We've encountered an issue with our deployment on Kubernetes being run on GKE, recently.
It would seem that, randomly, our NGINX front end containers, that serve our Front End application, seemingly die. This has caused quite the commotion, as nginx-ingress would just tell us that there was an HTTP2 protocol error. After about a week of turmoil, we finally noticed in the logs for the FE containers that this output was happening anytime we had the HTTP2 Protocol Error (in chrome):
Once we switched the nginx-ingress down to HTTP1, we have an error of ERR_CONTENT_LENGTH_MISMATCH 200, but this is still a misleading error.
This is a gist of all of our configs for those that are interested: gist
As for the nginx version, I tried the following:
stable-alpine
stable
mainline-alpine
1.17.10-alpine
All result in the same set of logs.
Things I have tried:
- change the nginx version for the FE
- tell the nginx-ingress to use HTTP 1
- tell the nginx-ingress to not use GZIP
- used everything from this site tencent high availability in nginx blog post
- turned On and Off proxy buffering, both for the nginx-ingress as a whole, and each individual child-ingress
- set max-temp-file-size to 0 in the nginx-ingress
- set max-temp-file-size to 10M in the nginx-ingress
- removed Accept Encoding, Content-Length, and Content-Type from the request to the upstream
- turned on Gzip for the FE container
- set worker processes to auto, set worker processes to 1 in the FE container
- set keepalive-timeout to 65, set it to 15 in the FE container
- updated the lifecyle preStop on the FE deployment
- set terminationGracePeriodSeconds to 60 (then removed it) from the FE deployment
Before anyone asks: all of the configurations done to the nginx-ingress have thus far been attempts to solve the HTTP2 protocol error. Obviously none of these work because if the upstream server is down, this doesn't matter.
What I can deduce is that while NGINX is shutting down (why, I still don't know), the container itself is not Restarting, and thus that pod is effectively a zombie case. How do I either A. force a restart or B. force the pod to die and respawn?
Of course, if someone has an answer as to why the nginx container is told to shutdown in the first place, that would also be helpful.
Another potentially related issue, is that sometimes the replicas of this deployment do not start, container is ready, but no logs or connections.
Killing the pods manually, seem to fix this issue, but this is not a real solution.
The cluster is running n1-standard-2 nodes, and we've got autoscale enabled, so CPU/Memory/Storage are not (should not be, never say never) an issue.
Thanks in advance! Leave a comment if I can improve this question in anyway.

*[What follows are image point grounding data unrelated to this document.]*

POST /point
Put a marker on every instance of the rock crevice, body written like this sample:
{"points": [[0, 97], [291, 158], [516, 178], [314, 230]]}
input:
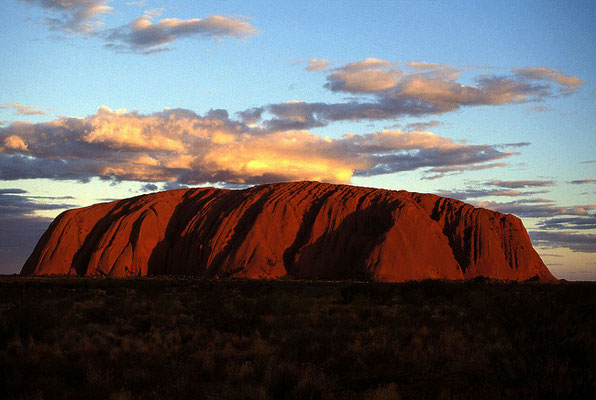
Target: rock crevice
{"points": [[303, 229]]}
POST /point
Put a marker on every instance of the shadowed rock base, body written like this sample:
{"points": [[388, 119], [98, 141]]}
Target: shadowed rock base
{"points": [[302, 229]]}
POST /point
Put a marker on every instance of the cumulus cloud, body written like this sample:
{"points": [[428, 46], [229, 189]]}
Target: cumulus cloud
{"points": [[569, 83], [383, 91], [144, 36], [566, 223], [16, 203], [181, 146], [442, 171], [520, 184], [583, 181], [317, 64], [368, 76], [575, 241], [471, 193], [74, 16], [20, 109], [535, 208]]}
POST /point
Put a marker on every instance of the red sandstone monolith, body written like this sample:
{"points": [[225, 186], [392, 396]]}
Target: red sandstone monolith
{"points": [[302, 229]]}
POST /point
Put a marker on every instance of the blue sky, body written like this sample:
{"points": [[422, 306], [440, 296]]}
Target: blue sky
{"points": [[502, 73]]}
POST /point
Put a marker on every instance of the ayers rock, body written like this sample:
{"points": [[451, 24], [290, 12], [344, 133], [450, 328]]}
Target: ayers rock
{"points": [[302, 229]]}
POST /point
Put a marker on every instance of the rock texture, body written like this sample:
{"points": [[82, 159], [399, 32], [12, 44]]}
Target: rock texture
{"points": [[303, 229]]}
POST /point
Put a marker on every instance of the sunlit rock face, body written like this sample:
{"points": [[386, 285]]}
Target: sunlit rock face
{"points": [[303, 229]]}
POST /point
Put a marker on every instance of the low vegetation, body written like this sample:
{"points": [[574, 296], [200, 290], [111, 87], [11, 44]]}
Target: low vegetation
{"points": [[241, 339]]}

Edit #1: Included that we are on GKE.
Edit #2: I've added readiness and liveliness probes. I've updated the nginx FE server with a health check route. This seems to be working as a failsafe to ensure that if the internal nginx process stops or doesn't even start, the container will restart. However if anyone has better alternatives or root causes I'd love to know! Perhaps I should set specific cpu and memory requests for each pod?